Slicing syntax on the left hand side of an assignment does not create a copy, but calls the setindex! function, and mutates a view of the array the supplied indices.

This returns a view of the last 50 indices, not the entire vector.

2 Likes

Oops, you are right… deleting it :slight_smile:

Yes, this makes sense, thank you very much !

This bit did not need the collect, unless you really need a Vector instead of a generator. However, it seems that even without the collect it allocates a lot, what is really surprising to me.

The following creates a bit vector of 0,1. Not the fastest but simple:

julia> @btime (1:100) .> 50
  192.980 ns (2 allocations: 128 bytes)

I really need a Vector, but personally, I have no allocations without the collect.

ah, I am using Julia 1.5.3, you probably are using 1.6?

Well, if you need a Vector then you will always need at least one allocation of all its elements.

1 Like

One issue is that in Iterators.Flatten(((0 for i in 1:50), (1 for i in 1:50)))) the eltype-trait mechanism has given up and returns Any

julia> eltype(Iterators.Flatten(((0 for i in 1:50), (1 for i in 1:50))))
Any

that doesn’t matter for iteration, but for collect.

Yes I’m using 1.6. I have no problem with the allocations proposed in the previous examples, as they do not allocate more than needed.

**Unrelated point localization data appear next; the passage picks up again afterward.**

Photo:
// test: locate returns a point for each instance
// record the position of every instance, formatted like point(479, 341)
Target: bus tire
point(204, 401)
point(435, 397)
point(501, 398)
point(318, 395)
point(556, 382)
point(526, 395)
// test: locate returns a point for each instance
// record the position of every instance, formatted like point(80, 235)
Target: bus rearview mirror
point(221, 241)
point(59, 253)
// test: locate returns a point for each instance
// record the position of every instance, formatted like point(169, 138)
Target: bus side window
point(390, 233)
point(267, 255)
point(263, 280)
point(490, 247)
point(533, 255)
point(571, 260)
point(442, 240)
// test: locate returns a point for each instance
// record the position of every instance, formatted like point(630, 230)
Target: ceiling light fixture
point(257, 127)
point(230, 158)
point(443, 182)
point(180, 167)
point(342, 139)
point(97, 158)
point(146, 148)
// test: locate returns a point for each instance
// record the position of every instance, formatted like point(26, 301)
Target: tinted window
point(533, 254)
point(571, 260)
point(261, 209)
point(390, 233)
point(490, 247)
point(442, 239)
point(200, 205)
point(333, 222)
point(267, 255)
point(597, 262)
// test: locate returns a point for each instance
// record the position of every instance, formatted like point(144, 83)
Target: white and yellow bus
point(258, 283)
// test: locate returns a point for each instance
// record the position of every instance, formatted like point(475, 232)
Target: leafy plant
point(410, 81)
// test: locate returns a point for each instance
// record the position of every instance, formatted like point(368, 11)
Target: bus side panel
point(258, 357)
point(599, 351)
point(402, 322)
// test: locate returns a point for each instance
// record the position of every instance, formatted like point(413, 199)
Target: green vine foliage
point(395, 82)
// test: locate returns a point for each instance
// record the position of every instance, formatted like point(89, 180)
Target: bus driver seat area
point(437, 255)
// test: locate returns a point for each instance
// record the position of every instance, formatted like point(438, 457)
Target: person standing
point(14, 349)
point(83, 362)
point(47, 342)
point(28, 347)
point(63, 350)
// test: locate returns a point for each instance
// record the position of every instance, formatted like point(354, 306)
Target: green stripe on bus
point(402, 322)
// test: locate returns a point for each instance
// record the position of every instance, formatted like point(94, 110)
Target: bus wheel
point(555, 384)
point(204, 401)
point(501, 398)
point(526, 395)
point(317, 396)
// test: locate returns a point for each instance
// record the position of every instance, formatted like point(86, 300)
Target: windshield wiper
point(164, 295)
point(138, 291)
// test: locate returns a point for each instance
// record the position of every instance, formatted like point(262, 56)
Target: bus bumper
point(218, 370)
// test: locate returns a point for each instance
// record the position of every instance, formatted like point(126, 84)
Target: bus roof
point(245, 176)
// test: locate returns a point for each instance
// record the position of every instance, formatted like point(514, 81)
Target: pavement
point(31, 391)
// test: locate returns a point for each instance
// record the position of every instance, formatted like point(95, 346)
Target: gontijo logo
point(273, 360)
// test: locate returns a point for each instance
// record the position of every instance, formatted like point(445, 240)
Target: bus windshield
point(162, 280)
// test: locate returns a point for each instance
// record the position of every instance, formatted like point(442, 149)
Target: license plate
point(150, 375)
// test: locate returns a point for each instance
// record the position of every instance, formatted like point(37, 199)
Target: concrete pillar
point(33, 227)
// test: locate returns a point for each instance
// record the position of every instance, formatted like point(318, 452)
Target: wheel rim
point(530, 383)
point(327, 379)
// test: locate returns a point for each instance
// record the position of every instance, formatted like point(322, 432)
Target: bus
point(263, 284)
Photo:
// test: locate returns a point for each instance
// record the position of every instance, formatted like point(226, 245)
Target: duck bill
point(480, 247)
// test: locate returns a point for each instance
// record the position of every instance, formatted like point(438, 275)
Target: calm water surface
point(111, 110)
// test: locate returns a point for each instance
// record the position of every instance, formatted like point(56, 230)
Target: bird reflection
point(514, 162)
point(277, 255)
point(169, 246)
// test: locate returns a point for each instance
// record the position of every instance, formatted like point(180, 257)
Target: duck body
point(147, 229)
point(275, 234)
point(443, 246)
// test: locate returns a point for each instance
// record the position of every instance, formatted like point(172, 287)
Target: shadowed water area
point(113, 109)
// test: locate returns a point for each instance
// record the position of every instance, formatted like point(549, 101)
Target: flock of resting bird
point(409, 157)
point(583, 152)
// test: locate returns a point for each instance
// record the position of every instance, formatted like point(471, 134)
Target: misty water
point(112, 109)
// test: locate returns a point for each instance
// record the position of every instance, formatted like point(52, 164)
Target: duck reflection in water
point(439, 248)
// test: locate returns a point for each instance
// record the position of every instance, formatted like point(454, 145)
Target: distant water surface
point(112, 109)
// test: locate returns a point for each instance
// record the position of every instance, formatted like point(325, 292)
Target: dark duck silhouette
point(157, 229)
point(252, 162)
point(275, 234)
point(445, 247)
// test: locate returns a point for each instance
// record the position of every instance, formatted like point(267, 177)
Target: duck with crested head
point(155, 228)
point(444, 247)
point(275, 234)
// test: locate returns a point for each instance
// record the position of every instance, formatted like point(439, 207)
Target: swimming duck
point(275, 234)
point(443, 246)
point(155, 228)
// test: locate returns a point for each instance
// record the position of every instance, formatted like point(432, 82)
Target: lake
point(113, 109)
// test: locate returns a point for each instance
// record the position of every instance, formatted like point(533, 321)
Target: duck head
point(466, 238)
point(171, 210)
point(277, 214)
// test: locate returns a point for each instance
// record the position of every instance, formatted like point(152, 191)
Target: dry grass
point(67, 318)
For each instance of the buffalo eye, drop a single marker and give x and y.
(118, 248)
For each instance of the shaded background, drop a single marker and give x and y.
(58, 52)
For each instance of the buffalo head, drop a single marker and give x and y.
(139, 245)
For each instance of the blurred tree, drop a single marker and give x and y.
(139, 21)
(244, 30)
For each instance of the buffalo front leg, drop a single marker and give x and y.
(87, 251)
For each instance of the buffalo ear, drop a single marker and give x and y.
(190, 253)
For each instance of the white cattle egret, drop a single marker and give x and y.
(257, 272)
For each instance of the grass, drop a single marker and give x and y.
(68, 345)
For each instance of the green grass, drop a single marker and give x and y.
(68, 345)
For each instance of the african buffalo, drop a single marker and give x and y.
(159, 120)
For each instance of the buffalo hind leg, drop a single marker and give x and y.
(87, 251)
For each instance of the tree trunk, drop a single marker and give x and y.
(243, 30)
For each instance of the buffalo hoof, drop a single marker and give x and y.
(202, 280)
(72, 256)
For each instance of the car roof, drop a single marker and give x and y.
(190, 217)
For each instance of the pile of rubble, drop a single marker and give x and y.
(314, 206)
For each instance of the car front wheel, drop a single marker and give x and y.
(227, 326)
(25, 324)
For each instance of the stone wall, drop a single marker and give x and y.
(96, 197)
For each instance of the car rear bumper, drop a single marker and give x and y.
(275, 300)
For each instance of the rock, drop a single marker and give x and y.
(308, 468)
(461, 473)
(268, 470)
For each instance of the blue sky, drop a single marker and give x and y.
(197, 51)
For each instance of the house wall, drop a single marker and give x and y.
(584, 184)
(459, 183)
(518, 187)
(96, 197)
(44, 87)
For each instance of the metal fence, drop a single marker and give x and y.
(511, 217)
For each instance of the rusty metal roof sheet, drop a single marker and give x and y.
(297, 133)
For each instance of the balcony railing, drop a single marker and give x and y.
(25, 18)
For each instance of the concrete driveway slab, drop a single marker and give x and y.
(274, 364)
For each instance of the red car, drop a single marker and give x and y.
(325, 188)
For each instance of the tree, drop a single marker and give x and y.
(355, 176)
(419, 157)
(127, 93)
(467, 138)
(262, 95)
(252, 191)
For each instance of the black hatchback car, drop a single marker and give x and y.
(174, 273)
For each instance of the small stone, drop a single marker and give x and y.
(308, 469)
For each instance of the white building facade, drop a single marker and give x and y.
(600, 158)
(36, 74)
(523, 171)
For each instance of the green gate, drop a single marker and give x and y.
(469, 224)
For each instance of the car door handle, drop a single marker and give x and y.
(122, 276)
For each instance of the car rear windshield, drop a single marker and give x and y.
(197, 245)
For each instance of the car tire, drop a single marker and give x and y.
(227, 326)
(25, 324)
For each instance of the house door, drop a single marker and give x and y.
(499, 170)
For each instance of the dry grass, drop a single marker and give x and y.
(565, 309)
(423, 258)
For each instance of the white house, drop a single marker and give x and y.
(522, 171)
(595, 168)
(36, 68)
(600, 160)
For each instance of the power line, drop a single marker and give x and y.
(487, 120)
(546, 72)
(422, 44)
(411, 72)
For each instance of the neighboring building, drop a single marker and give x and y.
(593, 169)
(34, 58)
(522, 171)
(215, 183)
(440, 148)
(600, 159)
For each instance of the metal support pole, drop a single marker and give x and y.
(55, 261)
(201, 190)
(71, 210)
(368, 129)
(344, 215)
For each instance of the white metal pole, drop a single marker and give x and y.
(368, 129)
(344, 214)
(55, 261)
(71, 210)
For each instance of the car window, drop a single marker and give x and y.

I still don’t understand where the allocations in this specific example comes from.

Edit :

Oh, I see, maybe there is a place for improvement here ?

Not so much, generators save anonymous functions for the inner expression (here a function giving 0) and one runs into the issue of return type inference of functions in Julia

julia> G = (0 for i in 1:50)
Base.Generator{UnitRange{Int64}, var"#13#14"}(var"#13#14"(), 1:50)

julia> G.f
#13 (generic function with 1 method)

julia> G.f(1)
0

This one is cool:

@btime round.(LinRange(0,1,100))
  69.485 ns (1 allocation: 896 bytes)

and better:

@btime (sign.(-49:50) .+ 1).÷2
  57.986 ns (1 allocation: 896 bytes)

I don’t see where the problem is, julia seems to be able to infer the return type ?

julia> Base.return_types(G.f, (eltype(G.iter),))
1-element Vector{Any}:
 Int64

As a workaround, you could use e.g.

Iterators.flatten(map(x -> (x for i in 1:50), (0, 1)))
2 Likes

For me, it falls in the same issue, the type inferred is Any.